Hydraulic equipment depends on effective valve operation to maintain the right level of liquid and pressure in a system. This is one of the applications where valve leakage is common, even expected, because of how hydraulics function, according to Dombroske. A very high pressure or force combined with a small amount of fluid in a contained space (such as a piston) enables a machine to move extremely heavy objects. For example, a bulldozer employs hydraulics to shift tons of soil or rocks. Such a powerful force can easily cause leaks. However, such a leak can endanger human life.
“A manufacturing company had a problem with the equipment that holds large rolls of papers for printing presses,” says Dombroske. “They had a valve that was leaking. The hydraulics weren’t able to keep that paper that weighs multiple tons in position overnight. A worker could be crushed if it failed completely.”
The company installed Doering’s hydraulic piloted poppet cartridge valve to address the immediate safety need. At the same time, they sent more of the valves to their facility in Italy for extensive testing.

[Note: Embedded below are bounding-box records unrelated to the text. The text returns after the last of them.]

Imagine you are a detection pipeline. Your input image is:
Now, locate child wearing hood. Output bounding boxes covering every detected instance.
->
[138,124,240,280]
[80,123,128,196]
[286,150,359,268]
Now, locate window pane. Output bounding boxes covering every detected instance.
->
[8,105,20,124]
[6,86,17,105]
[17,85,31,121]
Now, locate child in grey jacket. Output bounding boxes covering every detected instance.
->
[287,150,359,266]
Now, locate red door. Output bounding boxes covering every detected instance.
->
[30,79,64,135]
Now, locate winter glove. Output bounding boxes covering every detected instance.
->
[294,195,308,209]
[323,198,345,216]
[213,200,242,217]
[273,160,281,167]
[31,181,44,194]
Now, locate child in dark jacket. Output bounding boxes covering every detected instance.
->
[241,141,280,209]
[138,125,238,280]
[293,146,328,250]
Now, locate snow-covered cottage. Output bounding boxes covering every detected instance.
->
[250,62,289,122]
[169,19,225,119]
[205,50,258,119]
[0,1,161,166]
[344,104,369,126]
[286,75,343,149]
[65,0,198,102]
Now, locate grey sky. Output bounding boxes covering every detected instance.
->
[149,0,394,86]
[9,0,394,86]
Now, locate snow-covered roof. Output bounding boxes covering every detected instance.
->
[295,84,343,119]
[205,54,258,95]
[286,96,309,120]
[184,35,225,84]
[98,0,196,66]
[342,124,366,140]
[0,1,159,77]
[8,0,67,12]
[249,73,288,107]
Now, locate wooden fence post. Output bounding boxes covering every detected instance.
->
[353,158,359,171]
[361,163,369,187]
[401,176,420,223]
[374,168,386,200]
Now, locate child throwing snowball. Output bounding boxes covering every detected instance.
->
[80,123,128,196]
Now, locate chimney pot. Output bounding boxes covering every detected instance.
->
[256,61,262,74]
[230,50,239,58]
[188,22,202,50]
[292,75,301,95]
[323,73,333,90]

Now these valves are the only approved hardware for the equipment.
Another high-risk application is the Growler A/M32K-10 munitions trailer. This military vehicle transports up to 15,000 pounds of munitions and carries a safety requirement for the trailer’s brakes to hold for 24 hours before deploying an emergency parking brake. The first valve failed, allowing the trailer to move. The Doering valve never failed and is installed in more than 450 Growler trailers.
Russ Doering credits the NASA project with making it possible to introduce the zero-leak valve to new markets. In addition to NASA “helping us in our weak areas,” Doering says the staff “came out with a better knowledge of what our capabilities were.”
“It was interesting to work with NASA,” he says. “They were willing to spend the time to fully communicate and to look at the design objectively. That cooperation was really great.”
While the company expands its reach into new markets such as mobile and industrial hydraulic, the zero-leak valve is getting ready for another trip into space. NASA is developing the next-generation fine-water-mist fire extinguisher using the same Doering valve. This new fire extinguisher is for the Orion spacecraft.